Knott: All commercial and institutional buildings will follow as a minimum standard the USGBC's LEED rating system. Because LEED doesn't have a residential standard, we worked with EarthCraft in Atlanta at the Southface Energy Institute to develop what we consider to be one of the first climatically based building systems in the country. It is specifically designed for the hot, humid climate here. It's called the Noisette Quality Home Standard, and it is a mandatory standard for any residential building in our area. The city has adopted it for the first time for developments outside of our area. It's going to lead to higher durability, much higher efficiency, much more positive impact on the human-health environment and the natural environment. So it's kind of a LEED-plus-one approach to residential design, but it's specifically designed for this climate.
What we're trying to do is build a new institutional framework here that changes the dynamics of the process. We believe that if you're going to have a sustainable or green community, it isn't about the green buildings or structures—it's about the culture of sustainability, which means that there has to be an enormous educational transformation, because most of us are so disconnected from our environment and most of us have no clue that when we buy this carpet or this insulation, it's going to poison us. We don't know that. And it's going to create problems for the environment.

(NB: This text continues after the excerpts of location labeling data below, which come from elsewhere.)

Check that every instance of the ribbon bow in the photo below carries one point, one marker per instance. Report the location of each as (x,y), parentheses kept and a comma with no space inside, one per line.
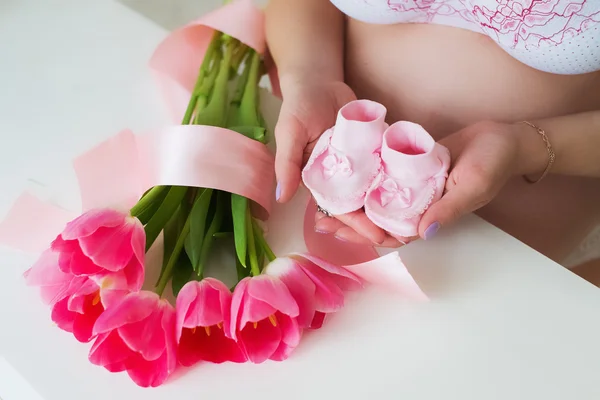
(336,164)
(390,191)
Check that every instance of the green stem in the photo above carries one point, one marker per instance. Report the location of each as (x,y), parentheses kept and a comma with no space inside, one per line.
(241,52)
(160,288)
(208,59)
(209,238)
(262,242)
(214,114)
(254,267)
(164,213)
(146,201)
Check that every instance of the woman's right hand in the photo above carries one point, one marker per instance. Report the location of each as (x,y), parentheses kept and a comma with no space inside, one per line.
(309,108)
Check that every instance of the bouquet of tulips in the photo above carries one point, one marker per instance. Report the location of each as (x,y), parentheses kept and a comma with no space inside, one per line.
(93,273)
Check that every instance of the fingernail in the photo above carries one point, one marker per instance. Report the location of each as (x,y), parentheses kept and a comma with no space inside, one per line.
(432,230)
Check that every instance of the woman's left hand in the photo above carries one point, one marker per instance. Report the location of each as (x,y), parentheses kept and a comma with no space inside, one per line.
(484,157)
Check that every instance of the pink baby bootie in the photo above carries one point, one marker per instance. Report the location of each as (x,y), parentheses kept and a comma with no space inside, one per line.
(413,176)
(346,160)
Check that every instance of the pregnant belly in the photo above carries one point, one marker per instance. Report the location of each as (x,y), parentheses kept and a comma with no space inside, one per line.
(446,78)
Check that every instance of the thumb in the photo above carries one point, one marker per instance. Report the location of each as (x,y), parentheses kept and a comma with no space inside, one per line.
(291,139)
(454,204)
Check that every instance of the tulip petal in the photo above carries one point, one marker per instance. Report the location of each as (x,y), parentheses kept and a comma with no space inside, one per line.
(290,337)
(148,373)
(110,248)
(168,327)
(328,296)
(345,279)
(187,295)
(299,284)
(237,302)
(87,223)
(134,271)
(133,308)
(45,271)
(145,336)
(83,325)
(61,245)
(318,320)
(109,349)
(206,309)
(255,310)
(79,298)
(81,265)
(196,345)
(62,317)
(261,342)
(273,292)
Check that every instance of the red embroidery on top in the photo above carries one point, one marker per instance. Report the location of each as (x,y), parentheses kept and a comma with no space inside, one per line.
(514,22)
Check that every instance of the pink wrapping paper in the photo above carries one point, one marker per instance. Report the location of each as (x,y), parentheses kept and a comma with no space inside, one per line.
(177,59)
(32,224)
(116,172)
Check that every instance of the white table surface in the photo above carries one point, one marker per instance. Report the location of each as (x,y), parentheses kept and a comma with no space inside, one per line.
(504,322)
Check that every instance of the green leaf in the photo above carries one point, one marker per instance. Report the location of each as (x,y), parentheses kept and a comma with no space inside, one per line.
(214,227)
(150,203)
(170,235)
(242,272)
(222,235)
(181,273)
(252,256)
(164,213)
(239,205)
(253,132)
(198,217)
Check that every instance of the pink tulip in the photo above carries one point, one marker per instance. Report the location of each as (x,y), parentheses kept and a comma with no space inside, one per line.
(100,242)
(77,301)
(263,319)
(316,285)
(202,308)
(137,335)
(54,284)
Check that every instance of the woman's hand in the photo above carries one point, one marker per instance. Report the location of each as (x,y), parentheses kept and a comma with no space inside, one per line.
(309,108)
(484,157)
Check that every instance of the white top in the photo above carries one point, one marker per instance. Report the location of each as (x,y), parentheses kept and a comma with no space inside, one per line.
(557,36)
(504,323)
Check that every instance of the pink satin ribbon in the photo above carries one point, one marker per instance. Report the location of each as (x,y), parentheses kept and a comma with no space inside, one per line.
(176,61)
(116,172)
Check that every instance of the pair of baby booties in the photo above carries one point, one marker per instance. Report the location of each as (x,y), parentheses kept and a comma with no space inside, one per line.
(394,171)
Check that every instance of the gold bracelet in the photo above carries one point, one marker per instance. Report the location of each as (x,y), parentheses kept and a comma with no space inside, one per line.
(549,149)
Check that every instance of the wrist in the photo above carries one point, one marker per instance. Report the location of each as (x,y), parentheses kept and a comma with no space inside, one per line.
(532,152)
(300,75)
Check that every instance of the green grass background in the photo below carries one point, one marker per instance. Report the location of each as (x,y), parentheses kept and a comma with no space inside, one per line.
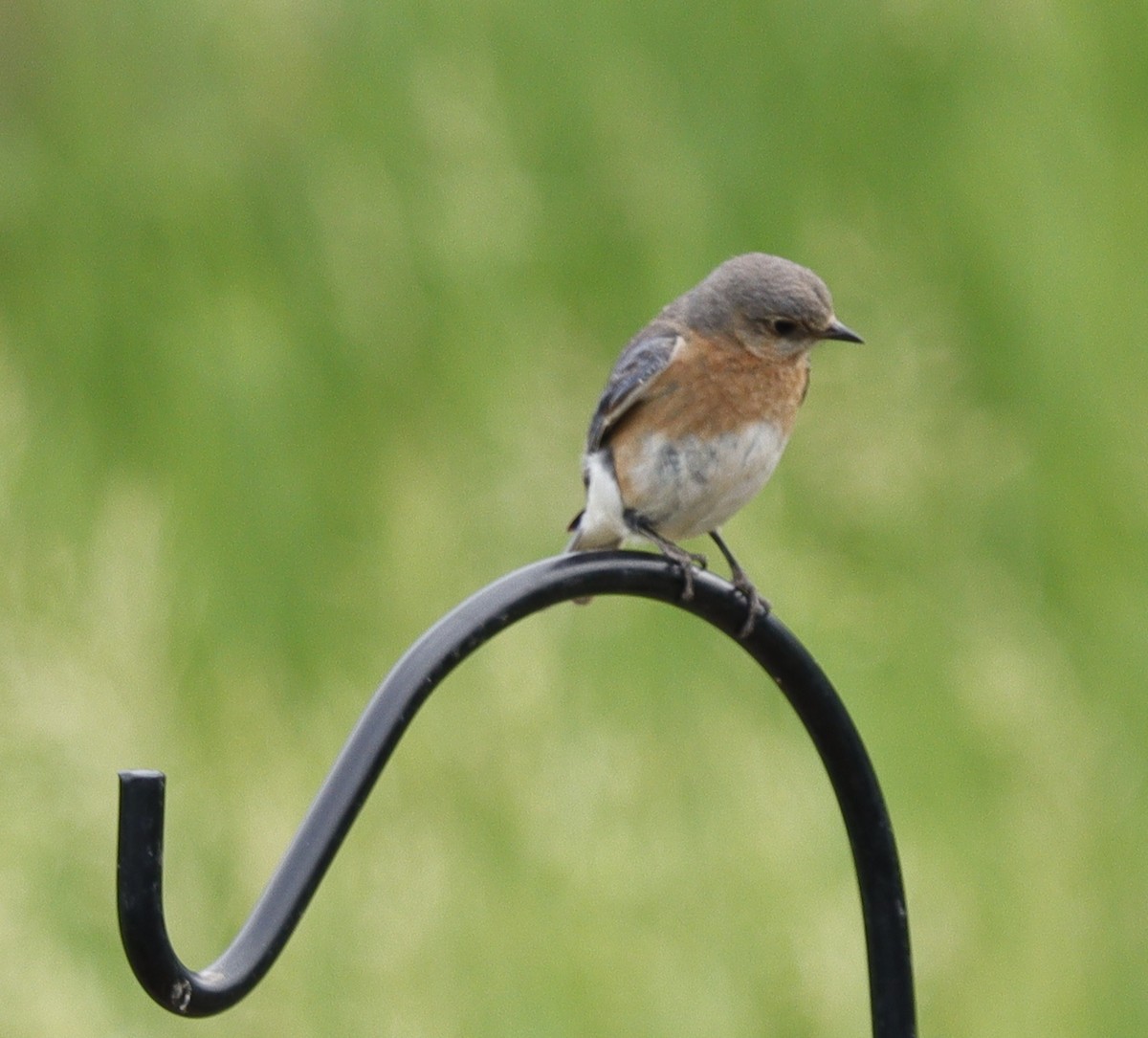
(303,309)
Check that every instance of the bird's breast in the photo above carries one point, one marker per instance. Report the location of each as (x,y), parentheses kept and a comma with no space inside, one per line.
(690,485)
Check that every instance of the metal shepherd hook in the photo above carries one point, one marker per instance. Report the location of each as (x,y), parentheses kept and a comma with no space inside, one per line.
(248,958)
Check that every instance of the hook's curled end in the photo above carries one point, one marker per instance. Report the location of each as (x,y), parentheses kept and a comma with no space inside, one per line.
(139,882)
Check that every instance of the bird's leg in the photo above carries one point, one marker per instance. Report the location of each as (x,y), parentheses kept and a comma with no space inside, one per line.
(686,560)
(758,606)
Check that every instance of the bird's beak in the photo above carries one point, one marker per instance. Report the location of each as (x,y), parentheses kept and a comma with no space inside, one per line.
(838,331)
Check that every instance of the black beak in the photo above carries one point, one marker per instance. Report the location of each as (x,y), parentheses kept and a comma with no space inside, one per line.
(838,331)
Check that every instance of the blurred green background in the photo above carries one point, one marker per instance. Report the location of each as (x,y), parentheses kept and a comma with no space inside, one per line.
(303,310)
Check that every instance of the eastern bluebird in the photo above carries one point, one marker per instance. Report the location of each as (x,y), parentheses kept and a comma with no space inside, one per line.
(698,410)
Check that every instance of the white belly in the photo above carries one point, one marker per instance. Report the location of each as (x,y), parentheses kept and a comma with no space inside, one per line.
(682,488)
(693,486)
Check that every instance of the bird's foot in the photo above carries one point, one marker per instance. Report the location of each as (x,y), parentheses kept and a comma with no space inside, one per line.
(758,606)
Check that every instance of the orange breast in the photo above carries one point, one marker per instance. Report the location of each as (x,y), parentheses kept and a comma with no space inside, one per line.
(711,388)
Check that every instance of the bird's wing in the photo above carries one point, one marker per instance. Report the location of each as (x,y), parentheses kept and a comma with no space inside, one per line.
(637,368)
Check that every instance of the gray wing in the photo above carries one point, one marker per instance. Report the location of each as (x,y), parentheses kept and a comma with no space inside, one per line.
(643,360)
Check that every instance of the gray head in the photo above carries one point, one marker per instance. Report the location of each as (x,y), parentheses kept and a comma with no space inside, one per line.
(769,303)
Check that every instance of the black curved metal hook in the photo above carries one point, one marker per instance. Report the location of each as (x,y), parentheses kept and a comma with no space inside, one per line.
(428,661)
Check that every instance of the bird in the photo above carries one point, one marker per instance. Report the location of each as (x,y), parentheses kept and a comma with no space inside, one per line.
(697,411)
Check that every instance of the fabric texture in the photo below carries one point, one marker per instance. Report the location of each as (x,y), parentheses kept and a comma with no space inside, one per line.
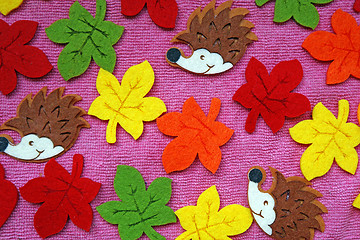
(144,40)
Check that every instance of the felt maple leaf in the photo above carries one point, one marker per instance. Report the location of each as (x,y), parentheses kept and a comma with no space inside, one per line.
(63,195)
(162,12)
(197,134)
(205,221)
(8,197)
(126,104)
(140,209)
(16,56)
(330,138)
(86,38)
(342,48)
(6,6)
(303,11)
(270,95)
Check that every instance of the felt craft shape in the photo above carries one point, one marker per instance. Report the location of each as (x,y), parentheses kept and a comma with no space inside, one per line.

I&S: Speaking of educational transformation, tell us a little bit about the Noisette Urban Alliance.
Knott: What we've done with this Noisette Urban Alliance is, we wanted to find manufacturers who were market leaders, but who also had some fairly significant commitments over a long period of time to really high quality and changing the way in which they were manufacturing … the kind of products that we believe meet our tests of sustainability. We're trying to completely collapse this disconnect between the original manufacturer and the consumer who uses their products. Then we're using it as a way to take the applied research that's sitting on manufacturers' shelves ready to come to market and expose it to the professional consumer market more directly to see what their view of it would be. We're trying to solve the problem of people's market awareness of what the (sustainable) products are and why they're beneficial to them.
So, we now have the Noisette Urban Alliance Studio fully open to the public. It's an educational as well as a technology transfer—it is not a product selection center. We are using this to create direct resource capacity, to create a way in which contractors and designers can be trained. And we're also using it as a way to create integrated training.
I&S: How do you overcome challenges to designing with a sustainable approach?
Knott: Good habits come from restriction. Limitation is many times a catalytic force for great new ideas. When you have no limitation—and it's just kind of wide open—you're not in conflict. There's no conflict, so therefore the creativity can't generate itself.
You have to respect the people. And if you're doing any historic preservation at all, the first thing you learn is there are all kinds of groups—neighborhood groups, historic groups, conservation groups, political groups—and if you want to do business, you don't fight them; you want to understand what their issues are. What are they trying to accomplish? Where can you find common ground? It isn't about us against them. They must be there because they have some importance and value. Let's find out what it is. And maybe if we respect them and find that out, they'll take time and figure us out. It's a relationship thing.
I really think the culture of the existing building industry and development industry and the existing environment is where the real future of the great sustainable developers will come from.